Ribuan petani di Kabupaten Kuantan Singingi, Riau, menanam jernang sebagai tanaman lokal bernilai ekonomi tinggi untuk meningkatkan pendapatan mereka karena harganya lebih tinggi dari hasil kelapa sawit, sekaligus menjaga kelestarian Hutan Lindung Bukit Betabuh (HLBB).

“Kami telah membuktikan hasil (penjualan) Jernang meningkatkan penghasilan masyarakat. (Hasil) satu hektar Jernang sebanding dengan lima belas hektar sawit,” kata Ketua KTH Bukik Ijau, Hendri Yanto dalam pernyataan pers kepada Antara di Pekanbaru, Selasa.

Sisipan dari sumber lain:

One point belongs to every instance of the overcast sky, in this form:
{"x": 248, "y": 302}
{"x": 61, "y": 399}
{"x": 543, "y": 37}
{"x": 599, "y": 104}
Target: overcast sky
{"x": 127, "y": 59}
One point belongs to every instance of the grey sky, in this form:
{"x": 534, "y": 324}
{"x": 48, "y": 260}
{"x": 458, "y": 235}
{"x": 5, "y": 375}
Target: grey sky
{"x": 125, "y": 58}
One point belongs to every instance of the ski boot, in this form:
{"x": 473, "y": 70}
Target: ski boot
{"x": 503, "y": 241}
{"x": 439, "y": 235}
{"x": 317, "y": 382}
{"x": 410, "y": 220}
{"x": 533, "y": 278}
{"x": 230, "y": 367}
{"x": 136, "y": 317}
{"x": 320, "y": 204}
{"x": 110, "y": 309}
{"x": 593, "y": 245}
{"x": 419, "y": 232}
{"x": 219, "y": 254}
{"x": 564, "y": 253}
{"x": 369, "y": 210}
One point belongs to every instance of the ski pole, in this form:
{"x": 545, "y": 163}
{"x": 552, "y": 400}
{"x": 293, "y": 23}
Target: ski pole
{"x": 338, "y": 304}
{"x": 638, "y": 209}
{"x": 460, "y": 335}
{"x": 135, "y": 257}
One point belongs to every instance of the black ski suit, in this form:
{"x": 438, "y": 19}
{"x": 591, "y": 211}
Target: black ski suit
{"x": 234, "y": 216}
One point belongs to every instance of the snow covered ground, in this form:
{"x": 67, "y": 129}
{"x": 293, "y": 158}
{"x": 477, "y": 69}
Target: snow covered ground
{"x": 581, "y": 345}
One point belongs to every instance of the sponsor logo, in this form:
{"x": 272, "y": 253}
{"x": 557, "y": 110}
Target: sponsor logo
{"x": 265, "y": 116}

Hendri sendiri telah menikmati hasil Jernang sejak tahun 90-an. Jernang adalah resin berwarna merah darah atau merah tua dari beberapa spesies rotan dari marga Daemonorops.

Jernang lebih dikenal dalam dunia perdagangan dengan nama “dragon’s blood” atau darah naga. Seperti tumbuhan rotan lainnya, Jernang membutuhkan tegakan pohon untuk memanjat dalam memperoleh cahaya sebagai sumber energi hidup (asimilasi).

“Inilah kenapa kami yakin bawah komoditas Jernang itu sama halnya dengan simbol melestarikan hutan di Riau. Ini juga berarti semangatnya sama dengan semangat Riau Hijau yang tengah disiapkan oleh Gubernur Riau,” kata Hendri Yanto.

Karena Jernang membutuhkan tegakan pohon maka ketika kita menanam Jernang, juga harus menanam pohon. Dengan kata lain, menanam Jernang dan menjaganya tumbuh, maka sama halnya dengan menanam kembali hutan. Sebab, Jernang butuh hutan untuk tumbuh dan kemudian menghasilkan nilai ekonomi bagi warga petani hutan.

“Sejak 2016 kami telah mulai menanam Jernang dan tanaman lokal bernilai ekonomi tinggi lainnya untuk meningkatkan penghidupan masyarakat sekaligus menjaga kelestarian hutan” ujar Duski Samad, dari Kelompok Tani Hutan (KTH) Mandiri, Desa Lubuk Ramo, Kecamatan Kuantan Mudik, Kuantan Singingi.

Duski Samad menjelaskan ada puluhan KTH yang berada di sekitar Hutan Lindung Bukit Betabuh. Mereka merupakan binaan UPT KPH Singingi dan didampingi Yayasan HutanRiau.

Ia mengatakan, masyarakat desa-desa sepanjang HLBB siap mendukung konsep “Riau Hijau”, yang kini tengah dirumuskan oleh Gubernur Riau Syamsuar. Seperti diketahui, dalam program 100 hari kerjanya, Syamsuar sedang merumuskan konsep Riau Hijau dengan melibatkan partisipasi publik.

Sementara itu, Direktur HutanRiau, Widya Astuti, untuk mempercepat Riau Hijau seluruh pemangku kepentingan harus ikut berkontribusi.

“Inisiatif telah dimulai dari tapak, tinggal dukungan para pihak mulai dari Universitas, Medis, Pemda bahkan Sektor Bisnis untuk bersama-sama mempercepat terwujudnya Riau Hijau,” kata Widya.

Menurut Widya, HutanRiau telah bersama dengan warga di sekitar Bukit Betabuh dalam meningkatkan sumber penghidupan bagi masyarakat tanpa menebang hutan alam. Alhasil, para petani yang dulunya pembalak liar kini telah berkomitmen untuk menjaga hutan Bukit Betabuh dengan menanam kembali hutan tersebut. Komitmen yang kini telah diikrarkan oleh seribuan petani hutan dari puluhan KTH diperkuat oleh dukungan dari UPT KPH Singingi.

“Dukungan dari KPH Singingi ini jelas merupakan model program yang sesuai dengan visi misi Gubernur Syamsuar yang ingin menyejahterakan rakyat tanpa merusak hutan,” kata Widya.